In der nächsten Probe fragt man sich was für ein Idiot am Amp rumgespielt hat :lol: .
Ich behaupte mal frech das Studio Monitore "je nach Güte" oftmals linearer sind als das menschliche Gehör das zuweilen sehr verfassungs abhängig arbeitet! Genau so wie man sich an einen miesen Computermonitor oder Fernseher gewöhnen kann, "so lange man nicht besseres gesehen hat", ist es eben auch bei Boxen.
Nur, weil "du" dir deine Boxen schön gehört hast muß ein zweiter Zuhörer das nicht auch so empfinden. :wink:
Was eine Box nicht auflösen kann, kann das Ohr beim Abmischen auch nicht berücksichtigen!
Man kann eine gute Abhöre schlecht Mischen, aber umgekehrt wird das nicht funktionieren.
Ich denke die Kunst ist es, einen Mix so hinzubekommen das auch die breite Masse etwas damit anfangen kann. (Etwa vom Küchenradio bis zur High-End Anlage).
Das rumschrauben im Ü-Raum ist echt ein Problem! Wir haben das bei uns demokratisch gelösen.
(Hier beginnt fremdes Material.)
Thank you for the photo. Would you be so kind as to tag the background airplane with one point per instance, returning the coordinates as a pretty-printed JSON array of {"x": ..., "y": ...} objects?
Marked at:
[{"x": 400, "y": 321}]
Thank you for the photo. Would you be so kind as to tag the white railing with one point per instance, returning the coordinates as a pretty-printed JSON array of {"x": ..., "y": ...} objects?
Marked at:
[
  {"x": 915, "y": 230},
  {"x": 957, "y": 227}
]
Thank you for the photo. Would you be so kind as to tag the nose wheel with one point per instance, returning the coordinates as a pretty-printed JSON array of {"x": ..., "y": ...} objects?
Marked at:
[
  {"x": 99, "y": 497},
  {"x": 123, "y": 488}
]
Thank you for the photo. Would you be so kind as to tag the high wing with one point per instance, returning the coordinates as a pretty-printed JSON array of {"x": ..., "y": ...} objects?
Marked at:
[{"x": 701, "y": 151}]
Ist mehr als die Hälfte der Meinung das es schlecht klingt, darf an den Reglern geschrauben werden... :D

Ich hab dazu noch ein paar Infos gefunden.
http://de.wikipedia.org/wiki/Studiolautsprecher
http://www.audio-mastering-service.de/?page_id=331
Einfach mal Googeln
Zuletzt geändert von Fürther von fünf am 12.04.2010, 21:32, insgesamt 1-mal geändert.
Nur was glüht, rockt! 8)

johnistheman

Beitrag von johnistheman » 12.04.2010, 17:58

sehr interessante Antworten hier, super!
Ich denke ich lass mir das nochmal durch den Kopf gehen, wo hoch meine Ansprüche überhaupt sind. Aber das mit dem einhören stimmt, und das ohr, bzw. wir können uns immer irgendwie auf den Klang einstellen. Zum Beispiel wenn ich über mein kleines, billiges Küchenradio höre, fällt mir die grausame Klangqualität nach 10min nicht mehr auf (eher die grausame Musikauswahl :wink: ). Erst wenn ich dann im Wohnzimmer die Anlage aufdreh merk ichs dann wieder...
@ Fürther: Die Yamaha schein laut Thomann sehr beliebt zu sein, mal schauen wenns mich doch noch voll packt mit dem recording spar ich wohl auf die kleineren HS50M.